Jessica Hadley described the IWalk the Junior Interns went on in Budapest, in which they walked through the former Jewish quarter while watching testimony clips of Holocaust survivors remembering what happened to them at those very locations.

At one building, a survivor remembers how armed members of the Hungarian Arrow Cross stormed into her apartment and arrested her family. They were eventually deported to Auschwitz.

“I want to see Viktor Orban stand where I stood and listen to just that clip and try to tell me the same exact thing he said to his people, because I don’t think after seeing what happened to this little girl he could say that Miklos Horthy was someone that should be praised and brought up as an exceptional human being,” Jessica said.

Molly echoed Jessica’s comment about the power of watching testimony clips at the very locations at which the events described in them happened.

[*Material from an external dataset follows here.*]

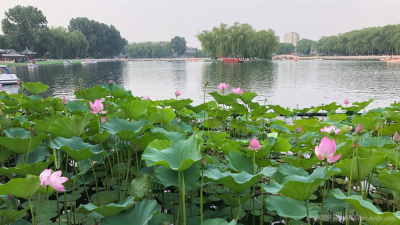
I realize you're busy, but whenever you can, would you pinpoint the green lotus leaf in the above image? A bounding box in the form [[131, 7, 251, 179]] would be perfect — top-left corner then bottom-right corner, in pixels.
[[262, 167, 327, 201], [121, 100, 152, 120], [272, 138, 291, 153], [332, 189, 400, 225], [22, 82, 49, 95], [358, 137, 396, 148], [74, 86, 110, 102], [77, 196, 135, 217], [0, 207, 30, 221], [50, 137, 104, 161], [218, 194, 251, 208], [67, 100, 90, 113], [0, 133, 47, 154], [156, 163, 200, 193], [49, 116, 91, 138], [101, 199, 161, 225], [22, 100, 54, 113], [4, 127, 30, 139], [226, 151, 254, 174], [201, 218, 237, 225], [0, 175, 40, 199], [129, 174, 154, 198], [378, 170, 400, 201], [166, 99, 193, 110], [142, 135, 201, 171], [33, 114, 64, 133], [204, 167, 276, 193], [269, 124, 291, 133], [101, 117, 148, 141], [0, 156, 54, 176], [208, 92, 235, 104], [284, 156, 320, 170], [268, 105, 291, 116], [151, 127, 186, 141], [335, 156, 386, 180], [265, 195, 318, 220]]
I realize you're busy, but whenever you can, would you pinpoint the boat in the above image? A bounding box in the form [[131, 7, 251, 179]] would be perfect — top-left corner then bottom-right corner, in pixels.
[[0, 65, 19, 84]]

“Participating in the Shoah Foundation’s Junior Intern trip to Budapest was a fascinating and moving experience. It was honestly haunting to have the opportunity to see historical sites related to the Holocaust in person, and to be able to watch clips of survivors’ testimonies while at the locations of which they spoke,” Molly said. “My knowledge of Hungarian history and culture was broadened, both through meeting and getting to know Hungarian teenagers, and through lessons about past and present antisemitism in that country.”